The knot in the side looks like a cedar knot


----------



## garyo1954 (Dec 19, 2007)

Bob, I'm thinking of plywood for the back. Don't know why the guy who built this one didn't. 

The sweet thing is having the kid for the week and an easy project for him to work on. We'll probably dress it out a little more, but in the end I hope he enjoys the experience and takes something home he can tell his mom he built.


----------



## challagan (Feb 7, 2006)

Good luck Gary, looking forward to the pics!

corey


----------



## garyo1954 (Dec 19, 2007)

Thank Corey. I promise pictures on this.


----------



## Dr.Zook (Sep 10, 2004)

Gary be sure to sign and date yours and sons work. you never know how long it will be in the family, but it is something you done together.


----------



## garyo1954 (Dec 19, 2007)

Great thought Dr. Zook. Thanks for the reminder. I'll do it.


----------



## unlimitedwoodworker (Mar 3, 2006)

cool! gotta get pics with you guys in it so we can get a good idea on how big it is!!
cant wate to see it.


----------



## garyo1954 (Dec 19, 2007)

The overall height of the little chest is 609 mm high by 215 mm wide by 152 mm deep. 

I did get a dry fit on the shelves and found a nice chunk of 4 X 4 for the bottom while the real boss decided it needed some dressing with possibly a heart, hidden hinges, a curve on the top rail, and all the things bosses are good at deciding. Now that the boss has disapproved of all that I did today I should have pictures tomorrow.

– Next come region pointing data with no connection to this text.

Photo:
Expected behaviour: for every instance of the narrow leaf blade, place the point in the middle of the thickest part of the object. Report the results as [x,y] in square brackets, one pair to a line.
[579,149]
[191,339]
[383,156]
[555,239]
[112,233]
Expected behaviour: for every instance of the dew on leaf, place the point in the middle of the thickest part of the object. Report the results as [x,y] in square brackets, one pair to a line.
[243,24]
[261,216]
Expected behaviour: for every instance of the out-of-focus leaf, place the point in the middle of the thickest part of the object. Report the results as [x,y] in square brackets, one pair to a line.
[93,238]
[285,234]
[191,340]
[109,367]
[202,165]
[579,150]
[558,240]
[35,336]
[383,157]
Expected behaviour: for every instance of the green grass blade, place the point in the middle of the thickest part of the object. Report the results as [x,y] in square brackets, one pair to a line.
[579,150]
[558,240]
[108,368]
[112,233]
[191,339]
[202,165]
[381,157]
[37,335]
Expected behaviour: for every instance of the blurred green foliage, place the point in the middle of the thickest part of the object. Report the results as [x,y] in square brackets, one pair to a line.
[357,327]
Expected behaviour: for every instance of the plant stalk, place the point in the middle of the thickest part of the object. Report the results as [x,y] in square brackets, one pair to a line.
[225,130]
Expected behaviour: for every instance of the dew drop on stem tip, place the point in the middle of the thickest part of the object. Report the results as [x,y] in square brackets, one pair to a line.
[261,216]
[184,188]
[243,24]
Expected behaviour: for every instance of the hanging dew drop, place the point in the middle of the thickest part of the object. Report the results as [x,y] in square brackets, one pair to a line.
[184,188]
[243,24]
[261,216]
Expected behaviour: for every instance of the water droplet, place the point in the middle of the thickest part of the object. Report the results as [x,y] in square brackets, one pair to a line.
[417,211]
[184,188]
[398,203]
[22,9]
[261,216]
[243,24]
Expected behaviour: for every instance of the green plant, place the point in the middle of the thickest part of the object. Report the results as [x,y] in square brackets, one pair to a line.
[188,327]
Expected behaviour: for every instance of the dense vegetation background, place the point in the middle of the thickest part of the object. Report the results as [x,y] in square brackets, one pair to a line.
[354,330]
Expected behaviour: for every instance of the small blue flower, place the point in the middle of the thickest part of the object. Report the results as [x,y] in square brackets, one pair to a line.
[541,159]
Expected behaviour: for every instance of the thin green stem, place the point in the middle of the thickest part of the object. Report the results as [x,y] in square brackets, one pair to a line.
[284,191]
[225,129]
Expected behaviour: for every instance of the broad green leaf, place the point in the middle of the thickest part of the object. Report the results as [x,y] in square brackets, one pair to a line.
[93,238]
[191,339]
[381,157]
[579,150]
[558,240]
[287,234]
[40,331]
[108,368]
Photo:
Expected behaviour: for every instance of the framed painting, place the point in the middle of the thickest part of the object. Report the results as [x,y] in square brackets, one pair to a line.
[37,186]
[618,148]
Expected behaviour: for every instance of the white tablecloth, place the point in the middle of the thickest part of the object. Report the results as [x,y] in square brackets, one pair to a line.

I love my boss. She scratches my ear perfectly.


----------



## Dr.Zook (Sep 10, 2004)

*Conversion*



garyo1954 said:


> The overall height of the little chest is 609 mm high by 215 mm wide by 152 mm deep.]
> 
> 
> 
> That's equal to about 24" high by 8 1/2" wide by 6" deep for us imperials.


----------



## harrysin (Jan 15, 2007)

garyo1954 said:


> The overall height of the little chest is 609 mm high by 215 mm wide by 152 mm deep.
> 
> I did get a dry fit on the shelves and found a nice chunk of 4 X 4 for the bottom while the real boss decided it needed some dressing with possibly a heart, hidden hinges, a curve on the top rail, and all the things bosses are good at deciding. Now that the boss has disapproved of all that I did today I should have pictures tomorrow.
> 
> I love my boss. She scratches my ear perfectly.


Don't argue with the boss Gary, I agree with all three "suggestions" especially the hinges.


----------



## garyo1954 (Dec 19, 2007)

Good afternoon guys. It has been a productive morning. (Previewing these pictures tells me I may have had too much coffee.)

Harry I agree with you. The boss is always right. And when I think otherwise, I reminded to go back to rule one. 

Picture 1: I cut a chunk of 4 X 4 which will add weight to the bottom to keep this little jewel from falling over too easily. Not to be picky but the height/base ratio, as Zook says 24 high on a 6 X 8.5 base is not exactly ideal. That 4 X 4 will help with that. 

Picture 2: I have ran a 3/4 straight bit to support the shelves a bit. I'm also going to add a brace. 

Picture 3: I used a 1/4 straight for the back which will be fiberboard since I seem to have more than my share of it at the moment. 

Picture 4 and 5: I have some mullion strip left over for another project and decided I could split it to give support and a decorative touch above and below the shelves. 

In general, I decided to have the door placed between the two shelves. It seems more practical and removes the possibility of someone placing a snifter carelessly on the door top, which if it was the open, would result in a broken glass.


----------



## Dr.Zook (Sep 10, 2004)

Nice so far Gary. Keep the pics coming.


----------



## garyo1954 (Dec 19, 2007)

Enough for today. 

Picture 1: Here's a comparison of the original and the one we're building. Pretty close even with the changes.

Picture 2: The back edge is pushed up a little but we can sand it some and once we put the sash in place it won't show. 

Picture 3: I put in the split mullion placing it back 3/4" so when I install the door it will fit flush. 

I did kick myself once or twice thinking I should have put the mullion on the back as well. Of course, I do have the option of coping a couple of pieces to fit in that space. And I could do that with an exacto knife. 

Except for minor inconveniences I'm enjoying this. I hope everyone else is enjoying it as well.


----------



## Nickbee (Nov 9, 2007)

looking good. I like build alongs! thanks!


----------



## harrysin (Jan 15, 2007)

Looking good Gary, anyone who can't spot the difference needs new glasses!


----------



## garyo1954 (Dec 19, 2007)

Thanks for the kind words harry. 

Sad to say I didn't get anything done today. I don't understand 'spring' cleaning in the winter but I suppose that is a woman thing, so I helped move furniture and played chauffeur. 

Tomorrow I'll play chauffeur for the kid since he is going home to enjoy his Christmas Wii.

I'll be back on it by Saturday unless the dogs find something that really, really needs doing this moment.


----------



## challagan (Feb 7, 2006)

Looking good Gary! Thanks for the pics.

Corey


----------



## garyo1954 (Dec 19, 2007)

I haven't forgotten this project, I've just been tied up on other things. Today I decided what I had started might make better trivets. So tomorrow, God willing, I'm back at it.


----------